Last updated: 2017-03-03

Code version: d6741417d44f168473b77d41bba75ddf1acce30b

Pre-requisites

This document assumes basic familiarity with mixture models.

Overview

In this note we introduced mixture models. Recall that if our observations \(X_i\) come from a mixture model with \(K\) mixture components, the marginal probability distribution of \(X_i\) is of the form: \[P(X_i = x) = \sum_{k=1}^K \pi_kP(X_i=x|Z_i=k)\] where \(Z_i \in \{1,\ldots,K\}\) is the latent variable representing the mixture component for \(X_i\), \(P(X_i|Z_i)\) is the mixture component, and \(\pi_k\) is the mixture proportion representing the probability that \(X_i\) belongs to the \(k\)-th mixture component.

In this note, we will introduce the expectation-maximization (EM) algorithm in the context of Gaussian mixture models. Let \(N(\mu, \sigma^2)\) denote the probability distribution function for a normal random variable.
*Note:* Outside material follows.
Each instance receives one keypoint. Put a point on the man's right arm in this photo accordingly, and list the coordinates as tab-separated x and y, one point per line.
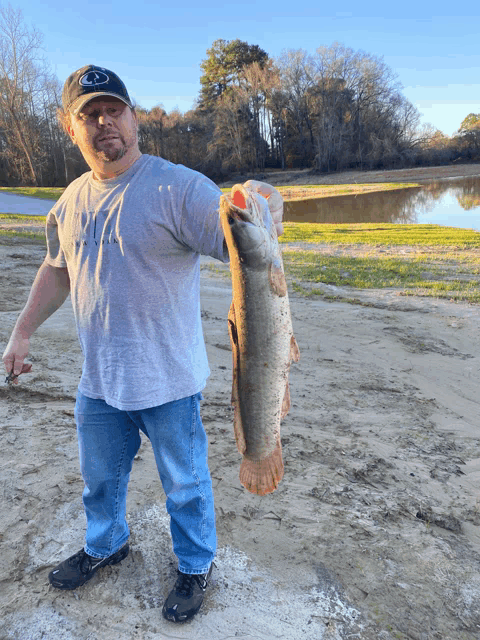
49	291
In this scenario, we have that the conditional distribution \(X_i|Z_i = k \sim N(\mu_k, \sigma_k^2)\) so that the marginal distribution of \(X_i\) is: \[P(X_i = x) = \sum_{k=1}^K P(Z_i = k) P(X_i=x | Z_i = k) = \sum_{k=1}^K \pi_k N(x; \mu_k, \sigma_k^2)\]

Similarly, the joint probability of observations \(X_1,\ldots,X_n\) is therefore: \[P(X_1=x_1,\ldots,X_n=x_n) = \prod_{i=1}^n \sum_{k=1}^K \pi_k N(x_i; \mu_k, \sigma_k^2)\]

This note describes the EM algorithm which aims to obtain the maximum likelihood estimates of \(\pi_k, \mu_k\) and \(\sigma_k^2\) given a data set of observations \(\{x_1,\ldots, x_n\}\).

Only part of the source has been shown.